C.J. Zhong hopes his "pumpless pump" will have many useful applications.

Fran C. doesn't like being interrupted. She was in the middle of typing a research paper for her Philosophy of Law class when her watch beeped at 4:00p.m., the third time that day. Clicking "save," she heads to the sink to meticulously wash her hands with antibacterial soap. She wipes down her left index finger with an alcohol swab ("I'm right handed," she explained), takes a "sharp" -- a 4 mm metal lancet -- out of a plastic envelope, and, without flinching, stabs her finger hard enough to puncture the skin and draw blood. With her free hand, Fran squeezes a small drop of blood onto a test strip and places the strip in a portable monitor that will tell her if she needs to stab herself again, this time with a syringe of insulin. For Fran, the constant interruptions are annoying, the injections are agonizing, and checking her insulin throughout the day is "an emotional roller coaster," but the routine has kept her alive since her diagnosis of Type II Diabetes at the age of 7.

For Fran, the answer to her prayers might just be a few buildings across campus. C.J. Zhong, associate professor of Chemistry at Harpur College, and his research group, comprised of undergraduates, graduate students, and a post-doctoral researcher, are developing a low power electrically driven pumping device that will be able to perform microfluidic analysis and potentially remain in the body, constantly measure the need for insulin, and deliver precise amounts.

Zhong has dubbed it a "pumpless pump" because it lacks mechanical parts. A wire sends an electrical voltage to fluid in a tiny column, which could be as small as the diameter of a hair. The voltage causes the fluid to move through the column, thereby simulating the action of a pump. The pumping device will be the size of a computer chip, perhaps as small as an adult's fingernail. It is made of a detector, column filled with moving liquid, and an injector.

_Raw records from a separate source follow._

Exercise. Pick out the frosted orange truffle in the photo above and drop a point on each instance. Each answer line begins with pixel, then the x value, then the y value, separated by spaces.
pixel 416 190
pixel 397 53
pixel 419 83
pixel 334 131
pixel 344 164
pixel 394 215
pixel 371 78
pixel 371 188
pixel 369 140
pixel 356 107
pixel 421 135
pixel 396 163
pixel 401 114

Here is how Zhong's "pumpless pump" can potentially help a diabetic: the detector, a tiny electrical wire, measures the body's insulin level. It responds by electrically charging the fluid in the column to make it move. The motion in the column triggers the injector to supply the patient with more insulin from an external source. The detector works constantly, eliminating the patient's need for regular blood tests. Because less time has passed between injections, insulin levels do not soar and surge as dramatically.

This tiny system works like a thermostat: it takes a small sample, analyzes it, and tells other machinery how act in response.

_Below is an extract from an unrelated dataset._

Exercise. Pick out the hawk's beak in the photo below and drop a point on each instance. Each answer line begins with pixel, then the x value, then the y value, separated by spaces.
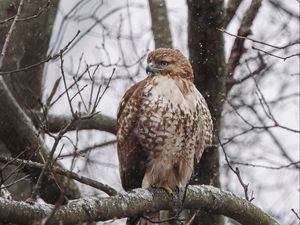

Zhong's pumping device will be so small that doctors can insert it into the body, eliminating the need for round-the-clock tests and injections. It will be wireless, so the patient can wear a small battery pack to power it.

Working on Zhong's team is part of a senior honors project for Laura Moussa `03.

However, diabetics are not the only ones who will benefit from this tiny pumping device. Every small, closed environment can benefit from tiny equipment that requires little fuel and produces no waste.

"For example, there's the space shuttle," says Zhong, "If you want to analyze the water quality, you can take as little a sample as possible. If it's a long duration, the supply is going to run out and the astronauts have to make sure the water is drinkable."

He says the pumping device can even work via remote control, working where human hands can not -- or should not reach. "One of the labs we're working with on this project is interested in dealing with metal contaminants from nuclear waste," said Zhong. "Their current technology is to go in the field, take samples of contaminated soil, and analyze them back in the lab. What we want to do is make remote controllable portable chip devices that sit in the field."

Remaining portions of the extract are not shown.